Alla luce però della dinamica salariale che resta molto elevata un altro, ultimo, rialzo dei tassi già oggi potrebbe a nostro avviso essere ancora possibile, anche se la BoE potrebbe trovarsi spaccata in occasione di questa riunione e i rischi sono che la BoE questo mese faccia una pausa in attesa di indicazioni più chiare lasciandosi margini d’azione a novembre.
Se la BoE deciderà di alzare i tassi la sterlina dovrebbe beneficiarne, ma in misura limitata per la debolezza del quadro di crescita e perché probabilmente si tratterebbe dell’ultimo rialzo.

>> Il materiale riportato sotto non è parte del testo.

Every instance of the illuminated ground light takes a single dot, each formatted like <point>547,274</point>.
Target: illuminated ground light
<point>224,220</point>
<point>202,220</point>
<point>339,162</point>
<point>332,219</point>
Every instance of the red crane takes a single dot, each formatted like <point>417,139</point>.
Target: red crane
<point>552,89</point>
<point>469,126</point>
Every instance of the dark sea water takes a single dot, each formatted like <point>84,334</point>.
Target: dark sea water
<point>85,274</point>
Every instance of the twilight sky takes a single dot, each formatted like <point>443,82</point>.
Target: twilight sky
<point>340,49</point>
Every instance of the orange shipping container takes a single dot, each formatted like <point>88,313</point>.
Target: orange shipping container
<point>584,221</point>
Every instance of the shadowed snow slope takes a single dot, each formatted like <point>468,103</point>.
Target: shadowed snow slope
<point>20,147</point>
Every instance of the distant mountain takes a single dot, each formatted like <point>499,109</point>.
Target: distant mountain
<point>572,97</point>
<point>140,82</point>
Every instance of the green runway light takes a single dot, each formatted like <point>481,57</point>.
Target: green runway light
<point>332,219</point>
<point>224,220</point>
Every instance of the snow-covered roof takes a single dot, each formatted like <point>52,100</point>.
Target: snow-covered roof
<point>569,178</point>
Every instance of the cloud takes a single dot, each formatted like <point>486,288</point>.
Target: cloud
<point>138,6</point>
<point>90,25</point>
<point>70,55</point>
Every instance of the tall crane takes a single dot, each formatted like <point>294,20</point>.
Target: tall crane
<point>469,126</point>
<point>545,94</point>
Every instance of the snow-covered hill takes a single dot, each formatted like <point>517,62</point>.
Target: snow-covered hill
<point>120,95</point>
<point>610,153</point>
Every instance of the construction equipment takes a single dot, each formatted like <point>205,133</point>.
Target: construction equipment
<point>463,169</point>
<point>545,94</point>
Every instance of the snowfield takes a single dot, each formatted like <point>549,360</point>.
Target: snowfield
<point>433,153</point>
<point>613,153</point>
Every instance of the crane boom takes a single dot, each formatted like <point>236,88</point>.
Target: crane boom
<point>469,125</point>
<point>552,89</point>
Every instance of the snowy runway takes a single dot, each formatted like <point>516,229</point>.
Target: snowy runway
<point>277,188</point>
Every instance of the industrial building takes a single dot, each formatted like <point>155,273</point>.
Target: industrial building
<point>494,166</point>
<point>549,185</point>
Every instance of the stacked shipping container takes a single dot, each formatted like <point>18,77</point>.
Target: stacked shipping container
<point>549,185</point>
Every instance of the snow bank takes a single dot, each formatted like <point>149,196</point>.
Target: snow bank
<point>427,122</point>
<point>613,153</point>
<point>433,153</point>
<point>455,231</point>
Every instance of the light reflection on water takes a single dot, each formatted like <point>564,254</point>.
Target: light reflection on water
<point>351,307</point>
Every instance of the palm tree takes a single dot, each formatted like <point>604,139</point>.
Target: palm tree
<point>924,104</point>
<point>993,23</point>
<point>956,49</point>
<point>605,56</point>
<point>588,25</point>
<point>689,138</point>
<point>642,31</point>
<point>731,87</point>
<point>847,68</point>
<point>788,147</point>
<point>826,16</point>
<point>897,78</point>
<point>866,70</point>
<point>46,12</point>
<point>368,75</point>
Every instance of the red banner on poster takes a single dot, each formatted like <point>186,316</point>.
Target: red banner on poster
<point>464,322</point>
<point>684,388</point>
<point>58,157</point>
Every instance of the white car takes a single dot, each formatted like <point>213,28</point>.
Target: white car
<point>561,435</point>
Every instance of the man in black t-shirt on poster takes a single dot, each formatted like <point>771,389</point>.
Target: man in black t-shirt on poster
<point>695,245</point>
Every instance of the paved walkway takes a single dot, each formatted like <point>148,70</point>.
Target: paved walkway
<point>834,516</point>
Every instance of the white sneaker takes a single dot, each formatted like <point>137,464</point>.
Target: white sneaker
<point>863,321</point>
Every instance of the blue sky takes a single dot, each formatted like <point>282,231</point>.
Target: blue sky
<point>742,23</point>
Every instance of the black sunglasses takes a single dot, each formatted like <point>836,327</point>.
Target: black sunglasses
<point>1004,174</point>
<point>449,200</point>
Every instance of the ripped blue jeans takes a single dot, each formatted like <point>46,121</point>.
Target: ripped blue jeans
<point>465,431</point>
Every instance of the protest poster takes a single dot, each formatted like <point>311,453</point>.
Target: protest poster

In caso invece di tassi fermi la sterlina si dovrebbe indebolire ancora, ma in misura modesta se la BoE non lascerà intendere che si tratta della chiusura del ciclo restrittivo.

JPYLo yen si è indebolito solo marginalmente contro dollaro sull’esito del FOMC restando in area 148 USD/JPY sia perché le autorità giapponesi mantengono alta la vigilanza sul cambio sia perché anche i rendimenti a lunga giapponesi sono saliti leggermente.
Cruciale sarà l’esito della riunione BoJ di questa notte, che è altamente incerto.
Le attese sono per il mantenimento dell’attuale strategia di policy, il che tenderebbe a indebolire lo yen, ma non sono da escludersi aperture ad eventuali cambiamenti in direzione meno espansiva nei prossimi mesi seppure condizionate all’evoluzione effettiva del quadro inflazionistico/salariale, il che limiterebbe il downside dello yen o lo aiuterebbe a stabilizzarsi/recuperare leggermente.
Non sono da escludersi eventuali ritocchi al controllo della curva dei rendimenti, che favorirebbero lo yen.

 

PREVISIONI:

FRANCIA – Tra poco la fiducia manifatturiera rilevata dall’INSEE a settembre potrebbe risalire di due punti a 98 dopo l’ampio calo del mese precedente, restando però al di sotto della media di lungo periodo.
Le indagini di settembre della Banque de France hanno registrato un rimbalzo dell’attività nella produzione di mezzi di trasporto e macchinari dopo la flessione di agosto, a fronte però di condizioni di domanda che mantengono un tono debole.

AREA EURO – Nel pomeriggio la stima flash di settembre dell’indice di fiducia dei consumatori relativo al complesso dell’Eurozona dovrà essere monitorata per valutare se la flessione registrata nel mese precedente era compatibile con un’inversione della tendenza di recupero vista nel 1° semestre dell’anno.
Le indagini IPSOS di settembre, nonché la componente aspettative del GfK tedesco, hanno registrato un deterioramento del morale coerente con una flessione dell’indice della Commissione Europea a -17 da -16 di agosto

STATI UNITI
 – Oggi, dopo il rimbalzo di agosto, l’indice della Philadelphia Fed a settembre potrebbe tornare in territorio lievemente negativo, a -1 da 12 del mese precedente.
Le componenti più prospettiche dell’indicatore hanno segnalato minor ottimismo su attività, ordini e occupazione nei prossimi sei mesi e le imprese nel Beige Book di settembre hanno dichiarato di non aspettarsi una ripresa della domanda nel breve.
– Le vendite di case esistenti ad agosto dovrebbero salire a 4,15 mln da 4,07 mln di luglio.
I contratti di compravendita a luglio sono aumentati del +0,9% m/m, dopo il dato marginalmente positivo (+0,3% m/m) di giugno.
A rallentare la crescita delle vendite nei prossimi mesi sarà ancora il limitato ammontare di scorte che rimangono su valori pari a circa metà dei livelli pre-pandemici.